A local MP has said there is 'no alternative' to reopening the pylon project's consultation, after a survey found that almost 100% of people think offshore alternatives were not fully explored. - Credit: Office of James Cartlidge MP/Andrew Milligan/PA Wire
A Suffolk MP has said there is "no alternative" but to reopen the pylon project's consultation after a survey found that almost 100% of people felt offshore options were not fully explored.
According to a survey conducted by South Suffolk MP James Cartlidge, 99.4% of people believe that the consultation on National Grid's pylon project did not meaningfully discuss an offshore alternative.
Of 1,040 participants, only five agreed that alternatives were discussed and of the 1,034 who disagreed, 98.8% would support a reopening of the consultation.
In response to the overwhelming majority, Mr Cartlidge said: "The fact that almost 100% of those surveyed reject National Grid's central claim about the process of their consultation means that there is no alternative to reopening it, this time including a transparent discussion of all options."
His survey of affected constituents from across Norfolk, Suffolk and Essex was prompted as a result of a meeting in which National Grid stated that they had discussed an offshore alternative to the proposed swathe of new overland pylons.

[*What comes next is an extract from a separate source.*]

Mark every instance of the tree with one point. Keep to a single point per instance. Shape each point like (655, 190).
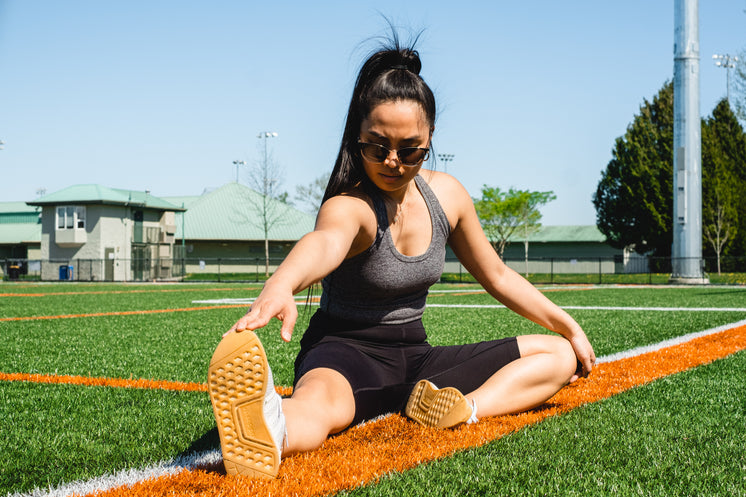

Mr Cartlidge added: "After all, National Grid has done no detailed work assessing offshore options - so how could there have been such a discussion?
"For National Grid to claim that their consultation covered the option that my constituents most strongly support, when they clearly did not, again undermines faith in the consultation process.
"The only way to rebuild that faith is to go back to square one, engaging the people of East Anglia with an open discussion of all the top-level options."
A spokesman for National Grid said: "We are governed by licence and regulatory obligations, and government planning policy - such as the National Policy Statements (NPS), which all set the framework for how we deliver our infrastructure in the UK.
"The NPS states that the government expects that overhead power lines will often be appropriate."
They added that the cost of network connections ultimately goes onto the energy bills of the consumer, meaning they are required to develop proposals which represent value for money to consumers.
The spokesman also went on to say that "offshore options would still require development of onshore infrastructure along the coast in different parts of East Anglia".
They are currently reviewing the feedback from their initial eight-week consultation and there will be another opportunity to comment on the proposals before they submit a planning application.
Published by the East Anglian Daily Times.